MIH Medialab at SU shows off new, modern office space
A space created by an industry partner who believes in the potential of creative young people to change the world.
This is how Prof Gert-Jan van Rooyen, one of the directors of the MIH Laboratory (Medialab) at Stellenbosch University, described this initiative’s new, purpose-designed and innovative office space at the opening ceremony on Thursday, 4 October.
The MIH Medialab is an initiative of media giant Naspers, and more specifically MIH, the company’s broadcast and internet technology division. The research group was created in 2008 thanks to generous funding by Naspers and MIH. The team’s size has increased substantially – they started with four pioneers in 2008 and increased to 32 postgraduate students this year – and this has forced the team to acquire an alternative work space.
The Medialab is a multi-disciplinary research environment where post-graduate students from various technical and non-technical disciplines work together on the technologies and applications through which the internet, computer and mobile technology change our world.
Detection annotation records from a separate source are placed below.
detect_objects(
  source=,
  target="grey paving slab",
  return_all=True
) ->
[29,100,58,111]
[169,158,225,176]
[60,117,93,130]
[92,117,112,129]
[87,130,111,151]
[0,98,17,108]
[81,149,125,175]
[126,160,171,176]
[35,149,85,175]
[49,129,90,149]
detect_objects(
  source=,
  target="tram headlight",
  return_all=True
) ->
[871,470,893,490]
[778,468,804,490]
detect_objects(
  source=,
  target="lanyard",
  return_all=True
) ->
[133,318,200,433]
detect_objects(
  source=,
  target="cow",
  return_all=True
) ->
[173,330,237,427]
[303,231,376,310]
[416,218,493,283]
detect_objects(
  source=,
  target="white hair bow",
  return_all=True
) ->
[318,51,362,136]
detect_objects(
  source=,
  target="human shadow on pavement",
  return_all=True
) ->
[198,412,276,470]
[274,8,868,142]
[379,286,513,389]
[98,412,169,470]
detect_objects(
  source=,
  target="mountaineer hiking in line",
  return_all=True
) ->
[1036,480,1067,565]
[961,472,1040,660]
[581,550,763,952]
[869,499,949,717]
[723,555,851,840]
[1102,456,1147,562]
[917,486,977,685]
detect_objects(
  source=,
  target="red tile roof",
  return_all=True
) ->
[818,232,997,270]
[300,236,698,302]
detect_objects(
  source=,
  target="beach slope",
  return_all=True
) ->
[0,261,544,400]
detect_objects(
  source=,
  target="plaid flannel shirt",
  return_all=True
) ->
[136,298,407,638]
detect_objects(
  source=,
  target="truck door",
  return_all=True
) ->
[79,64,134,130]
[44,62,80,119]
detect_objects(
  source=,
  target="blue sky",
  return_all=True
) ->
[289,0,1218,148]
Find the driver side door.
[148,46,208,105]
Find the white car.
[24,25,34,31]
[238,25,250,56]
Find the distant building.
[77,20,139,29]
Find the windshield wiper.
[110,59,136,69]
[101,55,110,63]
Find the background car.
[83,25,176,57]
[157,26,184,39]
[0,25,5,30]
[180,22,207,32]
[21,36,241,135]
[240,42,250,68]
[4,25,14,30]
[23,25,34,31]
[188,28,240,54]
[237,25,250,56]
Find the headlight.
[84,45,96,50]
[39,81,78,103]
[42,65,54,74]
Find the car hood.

The Stellenbosch firm Visser Kapperer de Bruyn, who also designed the JS Gericke Library’s new study and research areas, designed a laboratory ideal for the type of research and innovation where constant interaction between diverse researchers is very important, according to Van Rooyen. The open-plan office boasts impressive computer screens, an area for relaxing with colourful couches and a foosball table, and a well-equipped kitchen with special dustbins for recycling.
Most of the vertical surfaces – walls, windows and glass partitions – are movable, and the crow-nest of scribbled diagrams and mathematical calculations is evidence that a lot of thinking takes place on them. Because a lot of the laboratory’s research is internet-related, it also boasts a 20MBps Internet connection.
Van Rooyen recalled how, in 2008, Koos Bekker and Antonie Roux of Naspers came up with the idea to “create a breeding ground for the technologies the world needs so desperately”.
“And the tree that was planted then is now bearing fruit,” Van Rooyen added while standing in front of a wall tattoo depicting this ‘tree’ and its fruit.
“I’m a great supporter of the rector’s (Prof Russel Botman) vision of a move from successful research to significant research. It is necessary to bring the academics closer to the industry and the industry closer to the academics.”
Some of the interesting themes the students are working on include: Computers that read and compare newspaper articles, motor vehicles that become data networks, projectors and tablets that enrich the world around you with data, artificial intelligence for computer games and a social media barometer for democracy.
The Medialab is a popular destination for students and the directors have received a record number of applications from students who want to be part of the project next year.
Tribute was also paid to Antonie Roux, former CEO of MIH Internet and patron of the project. Roux passed away earlier this year and Van Rooyen said it was very said that he (Roux) never saw the final product. A plaque was put up at the entrance of the Medialab to give credit to the part Naspers, and especially Roux, played in setting up this area.